As consequências destas interações medicamentosas podem ser diferentes e dependem do tipo de interação.
Estatisticamente, o maior número de interações ocorre com medicamentos como varfarina (Coumadin), insulina e antidiabéticos orais, ácido acetilsalicílico, ticlopidina e digoxina.
Grupos de risco
Os riscos de efeitos secundários podem ser particularmente relevantes quando já existe uma situação de fragilidade do organismo (várias doenças, várias terapêuticas) ou determinadas condições fisiológicas (gravidez, amamentação).
Os maiores perigos dizem, portanto, respeito às crianças, aos idosos, às mulheres grávidas e a todas as pessoas que sofrem de doenças crónicas e tomam mais do que um medicamento.
O que fazer
Os suplementos para a pele e qualquer outro tipo de suplemento nunca devem ser entendidos como substitutos de uma alimentação variada e equilibrada nem de um estilo de vida saudável.
Embora sejam produtos que não exigem receita médica, seria aconselhável tomá-los após consulta do médico ou do farmacêutico.
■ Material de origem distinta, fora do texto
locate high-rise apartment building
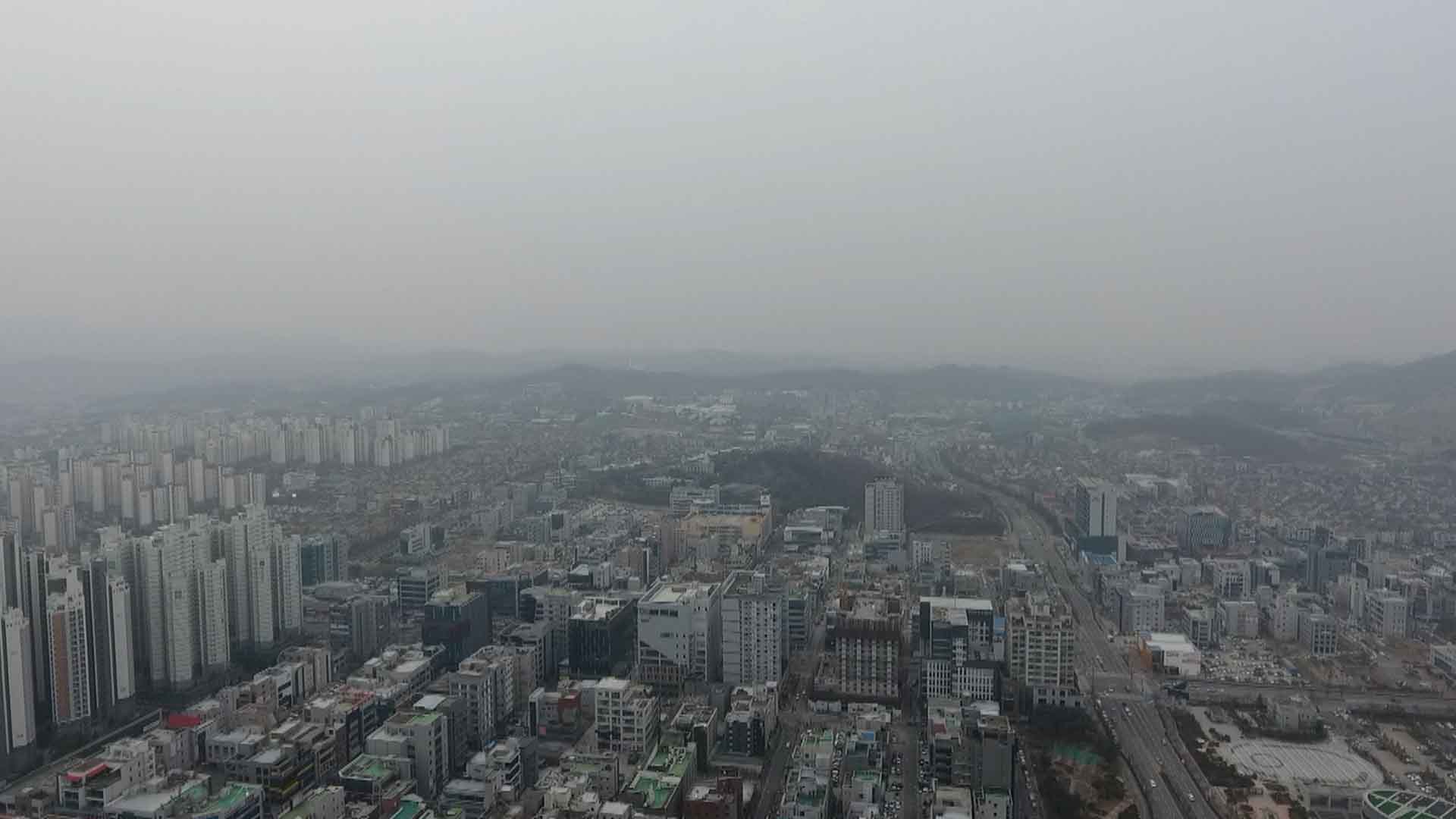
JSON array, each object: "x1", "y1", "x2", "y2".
[
  {"x1": 1006, "y1": 593, "x2": 1081, "y2": 708},
  {"x1": 46, "y1": 558, "x2": 93, "y2": 726},
  {"x1": 636, "y1": 582, "x2": 723, "y2": 689},
  {"x1": 1176, "y1": 506, "x2": 1233, "y2": 555},
  {"x1": 196, "y1": 560, "x2": 233, "y2": 670},
  {"x1": 1364, "y1": 590, "x2": 1410, "y2": 640},
  {"x1": 1075, "y1": 478, "x2": 1117, "y2": 538},
  {"x1": 864, "y1": 476, "x2": 905, "y2": 533},
  {"x1": 80, "y1": 557, "x2": 136, "y2": 718},
  {"x1": 223, "y1": 503, "x2": 303, "y2": 645},
  {"x1": 0, "y1": 607, "x2": 38, "y2": 768},
  {"x1": 300, "y1": 535, "x2": 350, "y2": 587},
  {"x1": 818, "y1": 593, "x2": 904, "y2": 699},
  {"x1": 719, "y1": 571, "x2": 783, "y2": 685}
]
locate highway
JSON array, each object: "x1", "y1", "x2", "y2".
[{"x1": 989, "y1": 475, "x2": 1219, "y2": 819}]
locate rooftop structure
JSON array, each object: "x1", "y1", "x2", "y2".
[{"x1": 1361, "y1": 789, "x2": 1456, "y2": 819}]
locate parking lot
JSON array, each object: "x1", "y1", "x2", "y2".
[{"x1": 1203, "y1": 637, "x2": 1301, "y2": 683}]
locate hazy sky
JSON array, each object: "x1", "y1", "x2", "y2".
[{"x1": 0, "y1": 0, "x2": 1456, "y2": 373}]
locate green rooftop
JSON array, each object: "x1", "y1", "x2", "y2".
[
  {"x1": 642, "y1": 746, "x2": 693, "y2": 780},
  {"x1": 195, "y1": 783, "x2": 262, "y2": 813},
  {"x1": 389, "y1": 799, "x2": 425, "y2": 819},
  {"x1": 339, "y1": 754, "x2": 394, "y2": 780},
  {"x1": 1364, "y1": 789, "x2": 1456, "y2": 819}
]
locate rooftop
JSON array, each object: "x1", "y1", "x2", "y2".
[
  {"x1": 339, "y1": 754, "x2": 396, "y2": 780},
  {"x1": 641, "y1": 582, "x2": 718, "y2": 606},
  {"x1": 920, "y1": 598, "x2": 996, "y2": 612},
  {"x1": 1364, "y1": 790, "x2": 1456, "y2": 819},
  {"x1": 391, "y1": 799, "x2": 425, "y2": 819},
  {"x1": 628, "y1": 771, "x2": 682, "y2": 810}
]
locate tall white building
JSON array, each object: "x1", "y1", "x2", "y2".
[
  {"x1": 46, "y1": 558, "x2": 93, "y2": 726},
  {"x1": 196, "y1": 560, "x2": 233, "y2": 669},
  {"x1": 272, "y1": 535, "x2": 303, "y2": 632},
  {"x1": 864, "y1": 478, "x2": 905, "y2": 532},
  {"x1": 594, "y1": 676, "x2": 660, "y2": 755},
  {"x1": 720, "y1": 571, "x2": 783, "y2": 685},
  {"x1": 136, "y1": 519, "x2": 199, "y2": 688},
  {"x1": 1364, "y1": 590, "x2": 1410, "y2": 640},
  {"x1": 1075, "y1": 478, "x2": 1117, "y2": 538},
  {"x1": 0, "y1": 607, "x2": 38, "y2": 756},
  {"x1": 245, "y1": 544, "x2": 278, "y2": 647},
  {"x1": 223, "y1": 503, "x2": 303, "y2": 645},
  {"x1": 636, "y1": 582, "x2": 723, "y2": 688},
  {"x1": 106, "y1": 579, "x2": 136, "y2": 701},
  {"x1": 1006, "y1": 593, "x2": 1081, "y2": 708}
]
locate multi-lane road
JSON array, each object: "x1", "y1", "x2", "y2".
[{"x1": 994, "y1": 481, "x2": 1219, "y2": 819}]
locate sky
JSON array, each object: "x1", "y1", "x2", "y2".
[{"x1": 0, "y1": 0, "x2": 1456, "y2": 376}]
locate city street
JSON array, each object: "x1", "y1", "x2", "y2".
[{"x1": 972, "y1": 478, "x2": 1219, "y2": 819}]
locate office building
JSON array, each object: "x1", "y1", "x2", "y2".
[
  {"x1": 1304, "y1": 526, "x2": 1351, "y2": 595},
  {"x1": 394, "y1": 566, "x2": 443, "y2": 612},
  {"x1": 1075, "y1": 478, "x2": 1117, "y2": 538},
  {"x1": 720, "y1": 571, "x2": 783, "y2": 685},
  {"x1": 421, "y1": 586, "x2": 492, "y2": 666},
  {"x1": 1176, "y1": 506, "x2": 1233, "y2": 555},
  {"x1": 364, "y1": 713, "x2": 451, "y2": 799},
  {"x1": 1364, "y1": 590, "x2": 1408, "y2": 640},
  {"x1": 919, "y1": 598, "x2": 1006, "y2": 701},
  {"x1": 1006, "y1": 593, "x2": 1081, "y2": 708},
  {"x1": 636, "y1": 582, "x2": 723, "y2": 691},
  {"x1": 448, "y1": 645, "x2": 526, "y2": 749},
  {"x1": 342, "y1": 595, "x2": 394, "y2": 657},
  {"x1": 595, "y1": 678, "x2": 658, "y2": 758},
  {"x1": 1203, "y1": 558, "x2": 1254, "y2": 601},
  {"x1": 1214, "y1": 592, "x2": 1260, "y2": 640},
  {"x1": 46, "y1": 558, "x2": 95, "y2": 726},
  {"x1": 1299, "y1": 610, "x2": 1339, "y2": 657},
  {"x1": 723, "y1": 685, "x2": 779, "y2": 756},
  {"x1": 519, "y1": 586, "x2": 575, "y2": 678},
  {"x1": 299, "y1": 535, "x2": 350, "y2": 587},
  {"x1": 864, "y1": 476, "x2": 905, "y2": 533},
  {"x1": 815, "y1": 593, "x2": 904, "y2": 699},
  {"x1": 566, "y1": 598, "x2": 638, "y2": 676},
  {"x1": 1114, "y1": 583, "x2": 1168, "y2": 634}
]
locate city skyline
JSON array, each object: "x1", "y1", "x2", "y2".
[{"x1": 0, "y1": 2, "x2": 1456, "y2": 376}]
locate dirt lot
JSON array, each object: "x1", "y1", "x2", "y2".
[{"x1": 916, "y1": 532, "x2": 1012, "y2": 568}]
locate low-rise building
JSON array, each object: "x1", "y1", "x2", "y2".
[{"x1": 595, "y1": 678, "x2": 658, "y2": 758}]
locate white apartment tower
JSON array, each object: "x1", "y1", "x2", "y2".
[
  {"x1": 105, "y1": 579, "x2": 136, "y2": 702},
  {"x1": 272, "y1": 535, "x2": 303, "y2": 632},
  {"x1": 0, "y1": 607, "x2": 36, "y2": 756},
  {"x1": 138, "y1": 519, "x2": 202, "y2": 688},
  {"x1": 196, "y1": 560, "x2": 233, "y2": 669},
  {"x1": 46, "y1": 558, "x2": 93, "y2": 726},
  {"x1": 720, "y1": 571, "x2": 783, "y2": 685},
  {"x1": 594, "y1": 676, "x2": 658, "y2": 755},
  {"x1": 636, "y1": 582, "x2": 723, "y2": 688},
  {"x1": 1075, "y1": 478, "x2": 1117, "y2": 538},
  {"x1": 224, "y1": 503, "x2": 293, "y2": 645},
  {"x1": 864, "y1": 478, "x2": 905, "y2": 532},
  {"x1": 1006, "y1": 593, "x2": 1081, "y2": 708}
]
Em particular, é importante consultar previamente o médico se a pessoa:
- sofrer de determinados problemas ou doenças, ou estiver a ser tratada com medicamentos;
- pretender utilizar vários suplementos em associação;
- pertencer a um grupo populacional vulnerável, como idosos, crianças e mulheres durante a gravidez e a amamentação.
Além disso, é importante ler atentamente o rótulo, prestando especial atenção às advertências, ao modo de utilização e aos ingredientes presentes, tendo também em conta eventuais alergias ou intolerâncias.
Os suplementos alimentares, independentemente do tipo, não devem ser tomados durante períodos prolongados (por exemplo, mais de três meses) sem consultar o médico.
Em caso de efeitos indesejáveis ou inesperados, deve interromper-se a toma do suplemento e informar o médico ou o farmacêutico.
Por fim, como já referido, deve desconfiar-se de suplementos desconhecidos ou pouco conhecidos, promovidos online por propriedades e efeitos extraordinários. É preferível escolher produtos de marcas conhecidas, de preferência fabricados em Itália ou na União Europeia, e também disponíveis através dos canais de distribuição oficiais, como as farmácias.